No bonito, no

Dicen quienes lisonjean a Pablo Casado, y están en su derecho, que el presidente del PP madrugó al del Gobierno (en funciones), presentándose en Canarias un día antes que él para interesarse por la marcha del pavoroso incendio que ha devastado casi una cuarta parte de la maravillosa isla de Gran Canaria. Allá se fue Pablo Casado, y se fotografió con ropa tipo Indiana Jones, lo que fue un éxito en política, que es una ciencia donde el mayor arte se halla en encontrar la "photo opportunity". Pedro Sánchez llegaba al calcinado paisaje un día después, provocando innumerables comentarios acerca de que, si no llega a ir antes el líder de la oposición, hasta rato hubiese ido él a las Islas Afortunadas, hoy algo más desafortunadas.
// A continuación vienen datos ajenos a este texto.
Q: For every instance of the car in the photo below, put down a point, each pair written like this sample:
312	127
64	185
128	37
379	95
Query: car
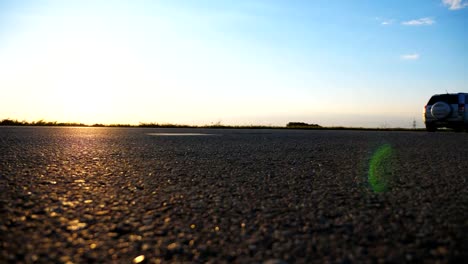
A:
447	110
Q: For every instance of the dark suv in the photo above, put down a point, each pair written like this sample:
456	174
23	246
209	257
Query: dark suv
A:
447	110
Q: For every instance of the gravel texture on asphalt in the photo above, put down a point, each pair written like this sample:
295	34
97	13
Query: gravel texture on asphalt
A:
78	195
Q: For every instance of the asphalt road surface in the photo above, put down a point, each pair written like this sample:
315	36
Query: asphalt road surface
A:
123	195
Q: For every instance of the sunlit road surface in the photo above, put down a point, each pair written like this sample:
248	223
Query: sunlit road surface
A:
77	195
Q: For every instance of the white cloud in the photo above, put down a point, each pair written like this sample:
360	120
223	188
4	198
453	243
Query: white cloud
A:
387	22
425	21
455	4
414	56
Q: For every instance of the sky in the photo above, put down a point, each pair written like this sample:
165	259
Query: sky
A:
360	63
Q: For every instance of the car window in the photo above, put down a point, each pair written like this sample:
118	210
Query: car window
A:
447	98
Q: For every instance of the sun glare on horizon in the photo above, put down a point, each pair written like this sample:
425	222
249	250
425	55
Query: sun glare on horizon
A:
241	63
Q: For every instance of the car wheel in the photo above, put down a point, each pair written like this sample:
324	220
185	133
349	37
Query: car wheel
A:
431	128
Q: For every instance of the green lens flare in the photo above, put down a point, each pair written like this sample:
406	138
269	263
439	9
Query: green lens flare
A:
380	168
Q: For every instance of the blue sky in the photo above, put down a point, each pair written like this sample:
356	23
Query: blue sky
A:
353	63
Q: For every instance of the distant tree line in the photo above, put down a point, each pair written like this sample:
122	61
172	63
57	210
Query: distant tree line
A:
301	125
11	122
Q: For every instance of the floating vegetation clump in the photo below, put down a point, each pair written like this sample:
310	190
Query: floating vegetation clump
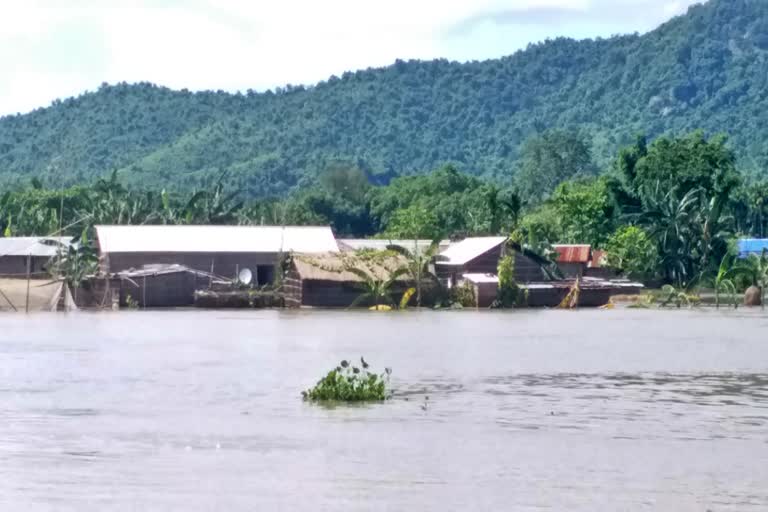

Comprendo que la política española gira sobre temas coyunturales, cuando no sobre contiendas de imágenes o sobre los detalles nimios, que se superponen a los verdaderos problemas de fondo. El incendio de Gran Canaria, y otros desastres naturales -suponiendo que estos incendios que padecemos sean "naturales" y no provocados- ponen a prueba el interés solidario hacia los afectados de los líderes políticos, que poco pueden hacer "in situ" porque no son bomberos precisamente, ni menos tripulantes de barcos que salvan vidas de inmigrantes. Nuestros representantes públicos están ahí -deberían estar, quiero decir- para escuchar quejas, a veces hasta improperios, en directo, para empaparse de las lágrimas de los desesperados, para tomar nota de quejas razonables y de ideas de quienes conocen de primera mano las tragedias. Y luego actuar en consecuencia.

Y sí, en cuanto a simpatía, Casado le ha metido un gol a Sánchez, que últimamente ha confiado demasiado en su vicepresidenta en cuanto a negociaciones e imágenes (y la imagen de doña Carmen Calvo no resulta demasiado sonriente, mientras que el líder del PP siempre muestra una faz optimista). Pero esto no es una competición a ver quién llega primero a la meta de la foto-imagen. Y, en todo caso, si hablamos de fuegos, la carrera debería haber comenzado en febrero, que es, como se dice, cuando se apagan los incendios: con prevención. Mire usted cómo en Galicia, por ejemplo, se ha cortado la patética tradición de liderar cada verano la España calcinada: multas de hasta cien mil euros a quienes no limpien los rastrojos cuando hay que hacerlo, más vigilantes. Y todos los municipios con mayor riesgo, en estado de alerta.

Pero, claro, en febrero, el Gobierno estaba pendiente de ver cómo permanecería en el machito; la oposición, a ver quién la lideraba; el de Podemos procurando pisar moqueta. Y eso no deja tiempo para ocuparse de los problemas reales que luego acaban estallando en verano, desde el Open Arms -o sea, nada menos que la inmigración- hasta la financiación autonómica, pasando, desde luego, por las llamas de decenas de metros de altura. Ya digo: esto no es una carrera de obstáculos, a ver quién salta con mayor limpieza, elegancia y rapidez las olas embravecidas y los fuegos voraces. España no puede seguir actuando como si estuviera en funciones y, por tanto, pendiente apenas de la imagen que dan nuestros representantes, que siempre andan como ausentes, como en campaña electoral.